There are some strategies to take in to consideration when it comes to the refinance of your mortgage:
There are many factors that will determine when is the right time to refinance. Changes in the interest rates, changes in your tax bracket, your over all debt structure, equity in your property, employment status, family planning, are some of the examples that come in to play. Our professionals will help you implement viable refinance strategies to conserve your equity, build greater wealth, and achieve your short term or long term financial goals. Through our annual equity review, our mortgage planners will educate you on your changes in debt, equity, and provide you with recommendations as needed.
If you are getting cash out of your home equity vs. simply paying off the current balance, you may loose the interest tax deduction on cash out funds. The amount you could deduct is tide into the acquisition loan amount & your AMT (Alternative Minimum Tax). Our Mortgage Planner’s can help you structure your refinancing transaction, along with consultation with your CPA to give you the best overall financial impact for your individual circumstances.

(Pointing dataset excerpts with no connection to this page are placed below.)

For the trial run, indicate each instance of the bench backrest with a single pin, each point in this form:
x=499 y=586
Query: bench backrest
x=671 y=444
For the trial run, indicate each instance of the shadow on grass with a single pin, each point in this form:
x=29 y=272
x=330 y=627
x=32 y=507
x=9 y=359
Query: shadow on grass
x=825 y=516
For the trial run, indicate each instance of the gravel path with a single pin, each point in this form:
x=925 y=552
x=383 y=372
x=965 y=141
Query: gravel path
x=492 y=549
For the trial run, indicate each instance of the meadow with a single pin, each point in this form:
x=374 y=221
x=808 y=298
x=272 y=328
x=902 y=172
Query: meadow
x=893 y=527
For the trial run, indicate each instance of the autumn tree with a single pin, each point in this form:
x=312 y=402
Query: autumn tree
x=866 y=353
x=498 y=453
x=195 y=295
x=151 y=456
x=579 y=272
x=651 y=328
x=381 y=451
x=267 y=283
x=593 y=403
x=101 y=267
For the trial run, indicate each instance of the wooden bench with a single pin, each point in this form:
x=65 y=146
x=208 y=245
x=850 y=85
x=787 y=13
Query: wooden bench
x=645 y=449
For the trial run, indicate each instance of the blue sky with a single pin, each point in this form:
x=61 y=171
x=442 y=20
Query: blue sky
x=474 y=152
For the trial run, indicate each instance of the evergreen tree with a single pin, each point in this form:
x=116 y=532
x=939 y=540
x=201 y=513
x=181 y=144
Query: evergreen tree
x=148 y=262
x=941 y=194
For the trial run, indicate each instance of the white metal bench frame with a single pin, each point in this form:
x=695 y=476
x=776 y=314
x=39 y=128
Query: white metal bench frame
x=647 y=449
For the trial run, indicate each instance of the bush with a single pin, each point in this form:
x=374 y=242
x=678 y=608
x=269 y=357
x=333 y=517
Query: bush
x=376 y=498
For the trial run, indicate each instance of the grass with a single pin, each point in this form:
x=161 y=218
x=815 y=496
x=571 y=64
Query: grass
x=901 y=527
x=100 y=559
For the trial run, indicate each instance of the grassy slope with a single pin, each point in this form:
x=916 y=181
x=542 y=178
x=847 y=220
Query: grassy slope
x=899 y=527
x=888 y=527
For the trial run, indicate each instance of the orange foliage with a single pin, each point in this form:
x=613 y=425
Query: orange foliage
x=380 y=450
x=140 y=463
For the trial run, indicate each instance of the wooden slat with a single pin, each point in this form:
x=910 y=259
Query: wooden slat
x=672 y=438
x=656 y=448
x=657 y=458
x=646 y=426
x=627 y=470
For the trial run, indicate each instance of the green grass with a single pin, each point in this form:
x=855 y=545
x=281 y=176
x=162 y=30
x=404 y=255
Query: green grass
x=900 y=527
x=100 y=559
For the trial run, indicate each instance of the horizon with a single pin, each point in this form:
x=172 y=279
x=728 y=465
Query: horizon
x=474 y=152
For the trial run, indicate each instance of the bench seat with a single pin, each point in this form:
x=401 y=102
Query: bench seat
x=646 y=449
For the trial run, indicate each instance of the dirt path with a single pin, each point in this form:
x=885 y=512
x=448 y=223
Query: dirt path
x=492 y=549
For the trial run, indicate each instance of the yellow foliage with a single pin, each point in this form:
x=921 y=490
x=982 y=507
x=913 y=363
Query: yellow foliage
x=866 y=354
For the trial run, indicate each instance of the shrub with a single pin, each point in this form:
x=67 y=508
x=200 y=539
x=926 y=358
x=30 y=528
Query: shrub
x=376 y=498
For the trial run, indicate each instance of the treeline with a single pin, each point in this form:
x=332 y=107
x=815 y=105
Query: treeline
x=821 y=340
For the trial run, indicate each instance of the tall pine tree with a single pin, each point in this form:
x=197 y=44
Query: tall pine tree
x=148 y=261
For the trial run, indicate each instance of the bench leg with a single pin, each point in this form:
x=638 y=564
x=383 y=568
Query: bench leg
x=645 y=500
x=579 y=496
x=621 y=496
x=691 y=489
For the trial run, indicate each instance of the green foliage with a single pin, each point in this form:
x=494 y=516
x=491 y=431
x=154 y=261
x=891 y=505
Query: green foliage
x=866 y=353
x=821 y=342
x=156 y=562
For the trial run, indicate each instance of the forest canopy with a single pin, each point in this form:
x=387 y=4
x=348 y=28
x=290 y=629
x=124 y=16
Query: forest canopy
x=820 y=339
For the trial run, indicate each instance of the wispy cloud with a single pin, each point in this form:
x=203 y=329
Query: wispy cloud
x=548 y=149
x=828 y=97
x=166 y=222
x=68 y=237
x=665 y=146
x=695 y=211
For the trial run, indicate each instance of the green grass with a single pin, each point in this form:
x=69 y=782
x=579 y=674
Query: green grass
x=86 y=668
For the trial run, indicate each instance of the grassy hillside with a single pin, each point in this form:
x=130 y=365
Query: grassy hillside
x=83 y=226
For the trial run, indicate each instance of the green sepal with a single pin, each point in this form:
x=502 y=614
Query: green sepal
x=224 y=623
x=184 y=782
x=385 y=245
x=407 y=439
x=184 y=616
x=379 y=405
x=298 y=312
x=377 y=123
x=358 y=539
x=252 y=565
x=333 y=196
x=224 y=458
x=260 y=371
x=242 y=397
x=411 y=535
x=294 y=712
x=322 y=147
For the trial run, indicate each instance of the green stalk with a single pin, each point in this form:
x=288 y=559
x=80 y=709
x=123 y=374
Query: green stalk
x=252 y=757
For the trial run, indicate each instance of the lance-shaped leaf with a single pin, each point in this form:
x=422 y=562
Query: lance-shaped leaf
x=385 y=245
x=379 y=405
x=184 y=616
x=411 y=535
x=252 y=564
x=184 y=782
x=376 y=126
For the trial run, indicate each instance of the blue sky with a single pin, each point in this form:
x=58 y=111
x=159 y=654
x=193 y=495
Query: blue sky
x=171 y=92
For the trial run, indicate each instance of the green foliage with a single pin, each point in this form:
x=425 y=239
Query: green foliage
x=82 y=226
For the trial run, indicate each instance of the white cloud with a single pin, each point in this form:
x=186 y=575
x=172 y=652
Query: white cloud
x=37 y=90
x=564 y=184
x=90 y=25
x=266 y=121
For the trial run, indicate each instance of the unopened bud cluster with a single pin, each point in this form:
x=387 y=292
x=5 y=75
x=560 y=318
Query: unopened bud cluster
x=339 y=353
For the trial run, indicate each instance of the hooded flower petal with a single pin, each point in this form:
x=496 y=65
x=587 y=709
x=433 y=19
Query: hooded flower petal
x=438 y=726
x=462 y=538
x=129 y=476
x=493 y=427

You may be able to get a better mortgage rate & more favorable loan terms by restructuring some of your credit card balances, auto loans, etc. Our mortgage planners can help you correct errors on your credit report & determine which balances to restructure or pay off, in order to improve your credit score.
With the cost of refinancing lower now than in the past, you might qualify for low or zero cost transactions. Often times there are programs available that would offer you such transactions.
It is far better to have a Mortgage Planner who can help you implement the best strategy with competitive interest rates than for you to shop for the lowest rates with the wrong strategy.